Step1: Identify the formula for confidence interval

For a 95% confidence interval when the population standard - deviation is unknown (we use the sample standard - deviation $s$ instead), the formula is $\bar{x}\pm t_{\alpha/2}\frac{s}{\sqrt{n}}$, where $\bar{x}$ is the sample mean, $t_{\alpha/2}$ is the critical value, $s$ is the sample standard deviation, and $n$ is the sample size.
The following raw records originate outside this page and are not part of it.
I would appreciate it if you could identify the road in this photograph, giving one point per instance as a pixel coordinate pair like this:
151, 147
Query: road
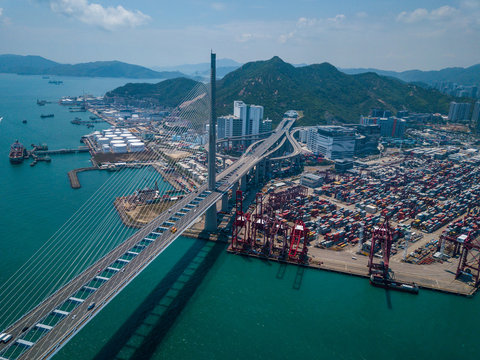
182, 215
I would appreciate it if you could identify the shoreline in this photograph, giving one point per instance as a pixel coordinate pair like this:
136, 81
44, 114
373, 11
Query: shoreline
361, 271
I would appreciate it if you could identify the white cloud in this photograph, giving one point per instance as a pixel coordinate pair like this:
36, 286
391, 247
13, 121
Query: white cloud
442, 13
108, 18
284, 37
337, 18
218, 6
244, 37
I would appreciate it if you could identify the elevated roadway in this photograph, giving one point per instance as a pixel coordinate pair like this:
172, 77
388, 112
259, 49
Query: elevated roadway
41, 332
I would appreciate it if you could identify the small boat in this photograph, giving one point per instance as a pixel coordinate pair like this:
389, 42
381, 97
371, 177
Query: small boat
380, 281
17, 153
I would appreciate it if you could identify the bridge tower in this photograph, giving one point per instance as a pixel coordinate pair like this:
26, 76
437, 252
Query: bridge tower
211, 214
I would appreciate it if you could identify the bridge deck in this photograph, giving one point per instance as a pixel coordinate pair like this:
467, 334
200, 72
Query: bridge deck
72, 321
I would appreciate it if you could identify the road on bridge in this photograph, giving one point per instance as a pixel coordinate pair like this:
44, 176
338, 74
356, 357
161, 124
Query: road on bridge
124, 263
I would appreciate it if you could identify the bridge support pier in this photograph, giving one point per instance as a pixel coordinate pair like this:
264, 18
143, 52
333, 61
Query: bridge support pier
225, 202
243, 183
211, 218
267, 170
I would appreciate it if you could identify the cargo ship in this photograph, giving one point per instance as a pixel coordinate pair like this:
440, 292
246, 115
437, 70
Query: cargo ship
17, 153
380, 281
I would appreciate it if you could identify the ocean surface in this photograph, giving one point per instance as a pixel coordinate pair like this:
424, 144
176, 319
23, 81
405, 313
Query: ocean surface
195, 301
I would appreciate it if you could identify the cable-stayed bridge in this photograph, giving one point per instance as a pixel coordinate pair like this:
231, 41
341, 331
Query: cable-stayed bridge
44, 329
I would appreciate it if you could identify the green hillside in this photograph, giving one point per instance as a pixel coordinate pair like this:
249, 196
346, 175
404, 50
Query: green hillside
169, 93
37, 65
320, 91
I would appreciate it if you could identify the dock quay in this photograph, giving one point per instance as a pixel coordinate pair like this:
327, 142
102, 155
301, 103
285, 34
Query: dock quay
337, 263
72, 176
168, 177
80, 149
101, 116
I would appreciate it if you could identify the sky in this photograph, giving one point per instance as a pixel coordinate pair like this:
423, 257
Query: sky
385, 34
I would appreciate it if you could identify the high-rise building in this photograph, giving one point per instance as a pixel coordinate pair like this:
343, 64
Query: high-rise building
476, 117
266, 126
251, 116
458, 111
392, 127
389, 127
366, 141
333, 142
228, 126
380, 113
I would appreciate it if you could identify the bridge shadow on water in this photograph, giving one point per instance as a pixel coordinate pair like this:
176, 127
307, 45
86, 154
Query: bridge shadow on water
143, 332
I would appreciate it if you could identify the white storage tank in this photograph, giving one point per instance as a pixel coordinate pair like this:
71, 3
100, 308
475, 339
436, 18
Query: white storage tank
103, 141
119, 148
137, 146
117, 142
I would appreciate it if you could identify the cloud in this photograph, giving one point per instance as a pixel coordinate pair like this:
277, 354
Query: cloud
218, 6
442, 13
108, 18
337, 18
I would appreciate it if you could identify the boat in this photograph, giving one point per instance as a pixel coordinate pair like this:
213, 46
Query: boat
17, 153
380, 281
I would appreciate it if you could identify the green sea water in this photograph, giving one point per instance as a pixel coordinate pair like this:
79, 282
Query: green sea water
195, 301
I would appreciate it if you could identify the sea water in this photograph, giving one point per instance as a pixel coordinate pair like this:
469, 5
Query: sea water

Here, $\bar{x} = 620$, $s = 45$, and $n=30$. The degrees of freedom $df=n - 1=30 - 1 = 29$. For a 95% confidence interval, $\alpha=1 - 0.95 = 0.05$ and $\alpha/2=0.025$. Using a $t$ - distribution table or technology, $t_{0.025,29}\approx 2.045$.

Step2: Calculate the margin of error

The margin of error $E=t_{\alpha/2}\frac{s}{\sqrt{n}}$. Substitute the values: $E = 2.045\times\frac{45}{\sqrt{30}}\approx2.045\times\frac{45}{5.477}\approx2.045\times8.216\approx16.8$.
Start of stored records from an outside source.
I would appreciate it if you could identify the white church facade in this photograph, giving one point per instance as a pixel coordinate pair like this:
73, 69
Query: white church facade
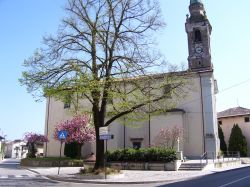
194, 113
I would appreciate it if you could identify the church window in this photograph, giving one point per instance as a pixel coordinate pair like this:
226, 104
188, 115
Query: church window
66, 105
67, 101
247, 119
167, 90
197, 36
136, 145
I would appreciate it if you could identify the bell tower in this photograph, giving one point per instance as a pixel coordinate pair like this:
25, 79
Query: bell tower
198, 31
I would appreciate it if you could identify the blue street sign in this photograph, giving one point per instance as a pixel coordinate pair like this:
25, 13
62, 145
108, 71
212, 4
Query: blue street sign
62, 135
106, 137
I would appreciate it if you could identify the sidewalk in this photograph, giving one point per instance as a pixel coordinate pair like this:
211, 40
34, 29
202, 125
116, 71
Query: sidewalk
69, 174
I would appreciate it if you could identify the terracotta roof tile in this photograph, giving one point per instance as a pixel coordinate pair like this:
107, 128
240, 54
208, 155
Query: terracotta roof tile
237, 111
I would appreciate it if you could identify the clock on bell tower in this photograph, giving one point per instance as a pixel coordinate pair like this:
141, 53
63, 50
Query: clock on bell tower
198, 31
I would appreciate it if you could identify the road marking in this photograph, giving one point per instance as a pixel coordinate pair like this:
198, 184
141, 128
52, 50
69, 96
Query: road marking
3, 177
234, 181
19, 176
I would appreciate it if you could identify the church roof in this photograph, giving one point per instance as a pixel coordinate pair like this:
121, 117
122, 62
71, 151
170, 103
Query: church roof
195, 1
231, 112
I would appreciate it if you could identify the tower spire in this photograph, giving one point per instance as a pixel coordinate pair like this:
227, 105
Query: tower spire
198, 31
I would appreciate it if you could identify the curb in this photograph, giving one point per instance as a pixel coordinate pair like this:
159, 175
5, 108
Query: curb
106, 182
65, 179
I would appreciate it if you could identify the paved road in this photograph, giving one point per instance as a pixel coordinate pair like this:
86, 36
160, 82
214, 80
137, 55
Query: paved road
231, 178
12, 175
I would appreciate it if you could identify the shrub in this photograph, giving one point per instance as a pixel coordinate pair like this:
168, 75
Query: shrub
142, 155
237, 141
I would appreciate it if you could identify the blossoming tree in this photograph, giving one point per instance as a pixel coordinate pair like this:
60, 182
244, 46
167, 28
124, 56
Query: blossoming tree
79, 131
33, 140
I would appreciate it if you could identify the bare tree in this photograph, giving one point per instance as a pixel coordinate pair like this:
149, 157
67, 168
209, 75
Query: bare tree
101, 46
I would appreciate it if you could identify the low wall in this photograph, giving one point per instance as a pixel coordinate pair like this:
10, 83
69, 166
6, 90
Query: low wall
154, 166
227, 163
50, 163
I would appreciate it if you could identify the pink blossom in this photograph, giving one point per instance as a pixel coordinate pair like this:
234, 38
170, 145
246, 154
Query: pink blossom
78, 128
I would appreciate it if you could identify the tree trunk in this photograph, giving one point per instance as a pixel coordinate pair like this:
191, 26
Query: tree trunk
99, 122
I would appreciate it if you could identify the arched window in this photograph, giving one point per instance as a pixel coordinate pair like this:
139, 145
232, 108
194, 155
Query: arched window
197, 36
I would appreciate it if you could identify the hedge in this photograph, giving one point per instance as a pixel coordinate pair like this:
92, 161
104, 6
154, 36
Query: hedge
142, 155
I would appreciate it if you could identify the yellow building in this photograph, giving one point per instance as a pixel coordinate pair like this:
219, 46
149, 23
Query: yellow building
195, 113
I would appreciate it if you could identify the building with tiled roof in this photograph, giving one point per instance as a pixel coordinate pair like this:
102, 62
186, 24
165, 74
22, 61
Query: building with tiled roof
231, 112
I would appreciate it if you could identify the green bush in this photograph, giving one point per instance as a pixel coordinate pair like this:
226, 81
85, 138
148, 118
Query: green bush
237, 141
142, 155
71, 150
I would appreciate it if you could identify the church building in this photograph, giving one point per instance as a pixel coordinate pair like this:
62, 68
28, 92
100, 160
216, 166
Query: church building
195, 113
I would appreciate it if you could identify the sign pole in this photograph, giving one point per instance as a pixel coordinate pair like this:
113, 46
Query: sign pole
60, 157
105, 160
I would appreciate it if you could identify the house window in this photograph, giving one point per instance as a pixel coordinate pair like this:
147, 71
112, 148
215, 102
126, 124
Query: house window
66, 105
136, 145
136, 142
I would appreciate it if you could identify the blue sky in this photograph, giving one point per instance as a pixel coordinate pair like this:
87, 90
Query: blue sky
24, 23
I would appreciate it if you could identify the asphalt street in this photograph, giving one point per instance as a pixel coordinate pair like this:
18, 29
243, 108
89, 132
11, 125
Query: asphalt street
12, 175
230, 178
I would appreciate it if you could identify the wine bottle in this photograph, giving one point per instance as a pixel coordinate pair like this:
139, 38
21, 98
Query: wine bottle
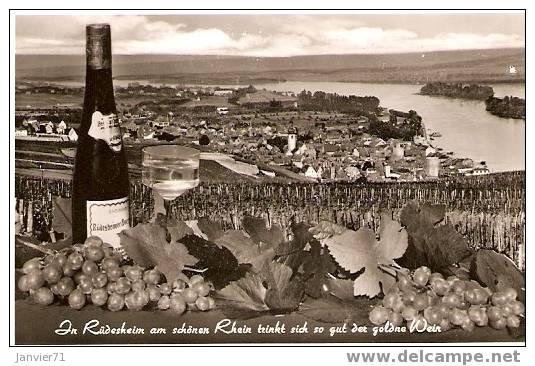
100, 203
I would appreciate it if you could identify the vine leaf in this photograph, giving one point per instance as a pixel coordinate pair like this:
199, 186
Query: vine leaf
257, 230
219, 264
211, 229
358, 250
246, 250
285, 292
335, 311
146, 244
247, 293
437, 247
497, 272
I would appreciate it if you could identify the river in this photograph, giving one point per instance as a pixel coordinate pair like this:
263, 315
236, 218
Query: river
467, 129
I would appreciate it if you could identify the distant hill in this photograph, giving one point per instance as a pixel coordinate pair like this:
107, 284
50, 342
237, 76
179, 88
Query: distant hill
471, 65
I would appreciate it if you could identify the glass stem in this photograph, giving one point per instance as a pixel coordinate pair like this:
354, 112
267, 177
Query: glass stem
167, 206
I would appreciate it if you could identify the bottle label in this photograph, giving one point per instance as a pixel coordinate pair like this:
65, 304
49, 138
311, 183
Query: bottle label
106, 127
106, 219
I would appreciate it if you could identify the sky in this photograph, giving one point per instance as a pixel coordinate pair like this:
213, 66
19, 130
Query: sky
274, 34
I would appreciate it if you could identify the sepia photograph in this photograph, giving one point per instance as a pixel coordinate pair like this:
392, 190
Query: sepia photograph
267, 177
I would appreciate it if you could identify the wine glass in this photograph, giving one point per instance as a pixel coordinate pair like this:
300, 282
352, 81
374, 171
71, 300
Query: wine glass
170, 170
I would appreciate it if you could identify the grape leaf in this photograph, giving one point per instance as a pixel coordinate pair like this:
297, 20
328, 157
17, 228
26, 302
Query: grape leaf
211, 229
434, 246
220, 265
284, 291
340, 288
146, 244
497, 272
257, 230
301, 236
334, 311
247, 293
178, 229
357, 250
62, 215
316, 267
245, 250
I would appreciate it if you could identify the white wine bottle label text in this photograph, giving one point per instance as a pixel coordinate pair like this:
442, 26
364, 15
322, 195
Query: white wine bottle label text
106, 128
106, 219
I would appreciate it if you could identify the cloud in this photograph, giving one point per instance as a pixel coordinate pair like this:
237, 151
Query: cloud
279, 36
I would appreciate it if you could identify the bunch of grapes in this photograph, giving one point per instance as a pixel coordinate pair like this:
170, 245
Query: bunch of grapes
447, 302
95, 273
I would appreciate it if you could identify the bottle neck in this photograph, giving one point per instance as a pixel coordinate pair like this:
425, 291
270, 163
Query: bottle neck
98, 96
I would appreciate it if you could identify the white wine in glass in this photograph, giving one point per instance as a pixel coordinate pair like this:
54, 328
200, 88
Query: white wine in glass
170, 170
Step3: Calculate the confidence interval

The lower limit of the confidence interval is $\bar{x}-E=620 - 16.8 = 603.2$ and the upper limit is $\bar{x}+E=620 + 16.8 = 636.8$.

Answer:

a. The 95% confidence interval for the average weight of the grizzly - bear population is $(603.2,636.8)$ pounds.
b. The calculated 95% confidence interval $(603.2,636.8)$ means that if we were to take many different samples of 30 adult male grizzly bears from the park and calculate a 95% confidence interval for each sample, about 95% of those intervals would contain the true average weight of all adult male grizzly bears in the park. The margin of error of 16.8 pounds represents the maximum amount by which the sample mean is likely to differ from the true population mean. In other words, we are 95% confident that the true average weight of adult male grizzly bears in the park is within 16.8 pounds of the sample mean of 620 pounds.